Elevated circulating endotoxins resulted in increased monocyte chemotactic protein 1 (MCP-1) levels, leading to exacerbation of cardiac remodeling. (A) Basic local alignment search tool (BLAST) exhibited human MCP-1 is 75% homologous with mouse Ccl2 and 84% homologous with mouse Ccl12. Bit Score was also higher for mCcl12 compared with mCcl2, indicating closer homology. This was especially true at the N-terminal region. (B) The N-terminus of mCcl2 has a β sheet that is absent in hMCP-1 and mCcl12. Structural similarities in the N-terminus result in functional similarities in hMCP-2 and mCcl12. (C) Post-MI patients with elevated circulating endotoxin levels (˃1 EU/ml) had increased left ventricular end systolic and diastolic diameters(LVIDD). (D) Endotoxin levels correlate with increased MCP-1, revealing chronic inflammation induced by periodontal disease induces amplified MCP-1 production after MI. Matrix metalloproteinase 12 (MMP-12) correlated with increased left ventricular internal systolic diameter (LVISD). MMP-12 was normalized to white blood cell (WBC) count to assess macrophage MMP-12 contribution. n = 84/low endotoxin group (53M, 31F; 58 ± 13 years) n = 13/high-endotoxin group (8M, 5F; 57 ± 8 years). Data is shown as box and whisker plots with mean ± minimum/maximum. For two group comparisons, the nonparametric Wilcoxon rank sum test was used. *P < 0.05 vs. 0–1 EU/ml; n = 83 in the 0–1 EU/ml group and n = 13 in the > 1 EU/ml group.
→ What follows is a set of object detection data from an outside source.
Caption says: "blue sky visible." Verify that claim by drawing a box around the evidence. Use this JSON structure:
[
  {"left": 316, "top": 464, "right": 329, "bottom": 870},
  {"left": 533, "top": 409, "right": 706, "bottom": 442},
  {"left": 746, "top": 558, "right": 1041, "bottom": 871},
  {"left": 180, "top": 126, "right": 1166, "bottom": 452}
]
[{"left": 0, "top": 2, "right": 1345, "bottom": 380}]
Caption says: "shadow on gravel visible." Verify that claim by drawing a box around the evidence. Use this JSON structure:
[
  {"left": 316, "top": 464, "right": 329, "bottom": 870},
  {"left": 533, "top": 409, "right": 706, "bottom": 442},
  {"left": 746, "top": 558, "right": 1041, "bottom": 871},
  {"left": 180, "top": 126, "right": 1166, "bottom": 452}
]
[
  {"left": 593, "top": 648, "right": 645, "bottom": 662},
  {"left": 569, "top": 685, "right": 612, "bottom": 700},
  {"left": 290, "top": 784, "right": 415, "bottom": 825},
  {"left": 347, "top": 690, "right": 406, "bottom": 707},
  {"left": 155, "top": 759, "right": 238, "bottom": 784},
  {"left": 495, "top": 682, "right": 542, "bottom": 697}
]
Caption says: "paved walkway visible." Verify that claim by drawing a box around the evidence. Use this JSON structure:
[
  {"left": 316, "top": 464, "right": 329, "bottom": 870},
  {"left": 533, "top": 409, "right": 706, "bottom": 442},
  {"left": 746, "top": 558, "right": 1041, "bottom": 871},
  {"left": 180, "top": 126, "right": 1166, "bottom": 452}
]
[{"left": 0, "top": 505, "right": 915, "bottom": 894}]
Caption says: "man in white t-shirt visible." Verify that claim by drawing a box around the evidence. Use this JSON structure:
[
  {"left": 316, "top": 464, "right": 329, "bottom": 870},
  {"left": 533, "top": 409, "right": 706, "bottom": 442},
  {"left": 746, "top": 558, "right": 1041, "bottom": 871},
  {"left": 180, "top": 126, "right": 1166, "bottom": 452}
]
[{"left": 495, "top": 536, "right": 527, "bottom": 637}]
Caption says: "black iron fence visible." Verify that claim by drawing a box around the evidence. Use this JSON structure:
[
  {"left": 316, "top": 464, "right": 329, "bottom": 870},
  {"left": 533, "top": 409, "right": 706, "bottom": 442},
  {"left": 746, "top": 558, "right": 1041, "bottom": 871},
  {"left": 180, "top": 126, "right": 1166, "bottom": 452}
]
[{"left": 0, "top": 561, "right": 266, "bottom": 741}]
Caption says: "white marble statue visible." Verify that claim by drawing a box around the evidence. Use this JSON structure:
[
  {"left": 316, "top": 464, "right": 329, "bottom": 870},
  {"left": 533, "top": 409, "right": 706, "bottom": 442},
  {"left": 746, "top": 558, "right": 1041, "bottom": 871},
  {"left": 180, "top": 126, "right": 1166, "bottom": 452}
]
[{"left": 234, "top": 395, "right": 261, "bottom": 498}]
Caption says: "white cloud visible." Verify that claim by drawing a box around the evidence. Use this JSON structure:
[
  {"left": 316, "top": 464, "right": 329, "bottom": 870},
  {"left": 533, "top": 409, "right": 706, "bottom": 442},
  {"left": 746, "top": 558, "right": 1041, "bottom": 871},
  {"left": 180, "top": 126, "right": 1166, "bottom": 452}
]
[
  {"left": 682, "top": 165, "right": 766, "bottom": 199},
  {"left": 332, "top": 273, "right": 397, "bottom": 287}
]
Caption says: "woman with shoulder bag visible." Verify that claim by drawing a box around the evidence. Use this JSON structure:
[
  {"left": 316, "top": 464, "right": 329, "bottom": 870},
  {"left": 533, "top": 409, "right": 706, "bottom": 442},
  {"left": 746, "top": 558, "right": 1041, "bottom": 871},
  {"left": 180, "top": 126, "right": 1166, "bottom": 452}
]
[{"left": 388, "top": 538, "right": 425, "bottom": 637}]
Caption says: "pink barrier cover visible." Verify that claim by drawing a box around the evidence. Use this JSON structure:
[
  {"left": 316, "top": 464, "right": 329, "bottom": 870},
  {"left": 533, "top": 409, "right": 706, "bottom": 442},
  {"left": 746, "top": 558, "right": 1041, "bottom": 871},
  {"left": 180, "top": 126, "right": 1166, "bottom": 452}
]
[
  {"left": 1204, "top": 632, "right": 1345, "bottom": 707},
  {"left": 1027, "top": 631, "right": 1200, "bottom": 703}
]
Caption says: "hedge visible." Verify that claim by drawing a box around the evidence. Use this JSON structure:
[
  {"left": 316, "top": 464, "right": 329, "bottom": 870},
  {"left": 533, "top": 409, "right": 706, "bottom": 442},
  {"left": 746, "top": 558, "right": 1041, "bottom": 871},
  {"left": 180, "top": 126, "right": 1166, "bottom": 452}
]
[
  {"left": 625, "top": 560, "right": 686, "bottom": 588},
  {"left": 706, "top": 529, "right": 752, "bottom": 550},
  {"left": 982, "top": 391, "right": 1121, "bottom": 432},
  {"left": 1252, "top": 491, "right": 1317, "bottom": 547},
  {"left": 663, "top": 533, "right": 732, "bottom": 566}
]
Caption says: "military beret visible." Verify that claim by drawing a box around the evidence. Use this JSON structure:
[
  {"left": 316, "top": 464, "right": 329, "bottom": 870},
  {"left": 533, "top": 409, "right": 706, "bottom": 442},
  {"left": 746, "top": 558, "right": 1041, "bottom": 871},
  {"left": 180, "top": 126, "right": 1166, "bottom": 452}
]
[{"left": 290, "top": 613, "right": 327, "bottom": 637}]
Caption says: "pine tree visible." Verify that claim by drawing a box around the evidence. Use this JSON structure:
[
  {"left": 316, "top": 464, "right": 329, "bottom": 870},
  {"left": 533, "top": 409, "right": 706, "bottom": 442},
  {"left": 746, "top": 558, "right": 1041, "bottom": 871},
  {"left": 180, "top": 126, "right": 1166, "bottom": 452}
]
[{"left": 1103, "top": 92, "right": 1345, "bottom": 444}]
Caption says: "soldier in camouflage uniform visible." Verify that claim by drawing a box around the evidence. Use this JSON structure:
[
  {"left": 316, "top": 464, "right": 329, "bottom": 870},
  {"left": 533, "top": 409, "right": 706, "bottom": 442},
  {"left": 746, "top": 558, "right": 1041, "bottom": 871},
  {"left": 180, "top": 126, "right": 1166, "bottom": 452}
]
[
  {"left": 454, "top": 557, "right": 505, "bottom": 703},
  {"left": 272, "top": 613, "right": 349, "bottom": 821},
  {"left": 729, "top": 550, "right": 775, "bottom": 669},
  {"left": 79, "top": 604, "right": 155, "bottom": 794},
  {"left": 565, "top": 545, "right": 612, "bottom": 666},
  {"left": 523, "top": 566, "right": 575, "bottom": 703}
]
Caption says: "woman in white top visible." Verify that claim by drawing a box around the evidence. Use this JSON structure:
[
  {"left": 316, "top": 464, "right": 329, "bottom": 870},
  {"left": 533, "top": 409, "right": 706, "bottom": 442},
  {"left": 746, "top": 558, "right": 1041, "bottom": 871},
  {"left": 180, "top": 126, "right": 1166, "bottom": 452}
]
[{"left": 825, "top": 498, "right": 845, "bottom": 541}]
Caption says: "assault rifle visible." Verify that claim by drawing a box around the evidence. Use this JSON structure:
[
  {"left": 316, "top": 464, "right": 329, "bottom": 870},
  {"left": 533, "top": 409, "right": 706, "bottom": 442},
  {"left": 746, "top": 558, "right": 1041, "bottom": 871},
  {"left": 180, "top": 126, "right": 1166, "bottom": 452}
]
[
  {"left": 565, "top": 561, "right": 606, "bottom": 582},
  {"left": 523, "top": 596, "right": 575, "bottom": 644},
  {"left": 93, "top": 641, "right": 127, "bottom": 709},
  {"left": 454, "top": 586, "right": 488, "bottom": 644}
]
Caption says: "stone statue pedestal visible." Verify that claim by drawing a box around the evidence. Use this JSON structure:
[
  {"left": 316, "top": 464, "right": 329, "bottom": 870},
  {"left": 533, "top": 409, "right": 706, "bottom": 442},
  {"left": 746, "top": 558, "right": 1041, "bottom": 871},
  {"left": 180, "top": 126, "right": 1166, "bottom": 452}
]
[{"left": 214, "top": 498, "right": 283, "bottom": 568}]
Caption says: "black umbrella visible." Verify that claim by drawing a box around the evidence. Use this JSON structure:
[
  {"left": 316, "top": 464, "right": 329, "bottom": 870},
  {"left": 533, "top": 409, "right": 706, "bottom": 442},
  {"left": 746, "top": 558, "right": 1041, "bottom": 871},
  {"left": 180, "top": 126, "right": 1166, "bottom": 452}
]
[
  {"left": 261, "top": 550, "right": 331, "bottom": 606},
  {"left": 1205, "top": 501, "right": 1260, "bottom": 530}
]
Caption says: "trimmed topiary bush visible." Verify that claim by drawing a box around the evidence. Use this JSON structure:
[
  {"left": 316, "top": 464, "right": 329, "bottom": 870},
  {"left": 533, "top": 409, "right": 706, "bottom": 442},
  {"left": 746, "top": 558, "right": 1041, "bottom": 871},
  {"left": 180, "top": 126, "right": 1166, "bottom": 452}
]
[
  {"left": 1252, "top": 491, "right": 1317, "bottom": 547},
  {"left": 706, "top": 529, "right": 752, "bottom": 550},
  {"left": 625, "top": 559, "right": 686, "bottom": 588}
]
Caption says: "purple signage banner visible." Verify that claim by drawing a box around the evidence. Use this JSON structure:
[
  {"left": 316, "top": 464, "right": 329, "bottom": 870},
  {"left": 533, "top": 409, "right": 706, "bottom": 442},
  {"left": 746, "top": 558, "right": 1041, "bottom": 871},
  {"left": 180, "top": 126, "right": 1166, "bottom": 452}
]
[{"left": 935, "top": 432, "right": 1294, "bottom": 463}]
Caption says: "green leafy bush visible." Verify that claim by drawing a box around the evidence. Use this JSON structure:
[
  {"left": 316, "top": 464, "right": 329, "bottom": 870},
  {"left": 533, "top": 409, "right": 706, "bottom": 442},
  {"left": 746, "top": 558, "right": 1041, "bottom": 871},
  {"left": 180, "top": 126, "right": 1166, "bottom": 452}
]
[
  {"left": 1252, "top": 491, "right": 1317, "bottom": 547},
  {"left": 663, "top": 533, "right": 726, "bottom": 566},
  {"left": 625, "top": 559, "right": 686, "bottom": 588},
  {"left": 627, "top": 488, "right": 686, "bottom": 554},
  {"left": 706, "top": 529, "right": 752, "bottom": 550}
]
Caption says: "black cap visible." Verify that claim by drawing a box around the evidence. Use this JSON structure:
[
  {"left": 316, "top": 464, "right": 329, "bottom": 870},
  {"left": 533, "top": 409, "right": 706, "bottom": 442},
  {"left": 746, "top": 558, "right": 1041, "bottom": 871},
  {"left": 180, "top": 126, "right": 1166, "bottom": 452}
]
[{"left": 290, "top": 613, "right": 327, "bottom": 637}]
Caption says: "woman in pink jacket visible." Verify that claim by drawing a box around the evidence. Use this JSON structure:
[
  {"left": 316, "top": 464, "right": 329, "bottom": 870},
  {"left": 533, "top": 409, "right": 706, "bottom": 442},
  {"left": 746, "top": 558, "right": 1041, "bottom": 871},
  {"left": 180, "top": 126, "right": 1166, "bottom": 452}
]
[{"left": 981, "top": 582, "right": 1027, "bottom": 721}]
In patients with acute coronary syndrome, high plasma hMCP-1 concentrations (˃238 pg/ml) increased the risk of death and recurrent ischemic events by 2-fold, independent of standard risk predictors (35). To determine if chronic inflammation could be linked to elevated hMCP-1 levels and clinical indices of adverse remodeling, we measured circulating plasma endotoxin levels in post-MI patients (n = 97; age, median 58 years and range 33–86 years; 38% women; 48% African American), using plasma collected during hospitalization and compared with echocardiography and clinical characteristics (Table 2). The average time for sample collection was 22 ± 12 hours after presentation. There was no significant difference in sample collection times between the high and low endotoxin groups (P = 0.75). The majority of MI patients underwent percutaneous coronary intervention (PCI; 78/97; 81%). The rest were treated either with a thrombolytic (2/97; 2%), a combination of anticoagulant and antiplatelet (15/97; 15%), or coronary bypass surgery (2/97; 2%). There were no significant differences in interventions between groups (P = 0.94). Out of the 97 MI patients enrolled, 34 had a history of diabetes (29 in low [37%] and 5 in high [38%] endotoxin groups; P = 0.96).

Table 2

Post-MI patient characteristics

LPS levels in plasma from healthy donors have a range of < 1 EU/ml. In periodontal patients, LPS circulating levels can range from 1–4 EU/ml (10). MI patients with significantly elevated nonseptic endotoxemia (>1 EU/ml) had higher end systolic and diastolic LV internal diameters and higher circulating hMCP-1 (Table 2 and Figure 8C). There were no signs of acute complications (e.g., respiratory tract or urinary tract infection, or infection due to indwelling line) in any of the patients enrolled. Age, sex, BMI, systolic blood pressure, smoking history, diabetes history, and troponin, triglyceride, and cholesterol levels did not explain the effect, as each of these variables was not significantly different between groups. Elevated endotoxin levels significantly correlated with increased circulating hMCP-1 levels (Figure 8D). In addition, MMP-12, a macrophage marker, correlated with increased left ventricular internal systolic diameter (LVISD), demonstrating the impact of macrophage-mediated inflammation on cardiac physiology. For 83 patients (86%), this was their first MI. Of the 14 patients with a previous MI, only 1 was in the high-endotoxin group. Removal of these 14 samples did not affect significance for MCP-1 levels (P = 0.01), LVISD (P = 0.005), LVIDD (P = 0.004), or correlation of endotoxin to MCP-1 (r = 0.23, P = 0.04).

Discussion

In this study, we combined genomic, proteomic, biochemical, and pathophysiological evaluations in mice and human MI subjects to elucidate the role of PD-induced chronic inflammation on cardiac wound healing after MI. Our study is the first to our knowledge to reveal that chronic inflammation increases macrophage secretion of Ccl12 to inhibit reparative fibroblast activation and ECM deposition (Figure 9). This resulted in decreased cardiac function and increased cardiac rupture, revealing that fibroblast activation is a critical step for stable scar formation.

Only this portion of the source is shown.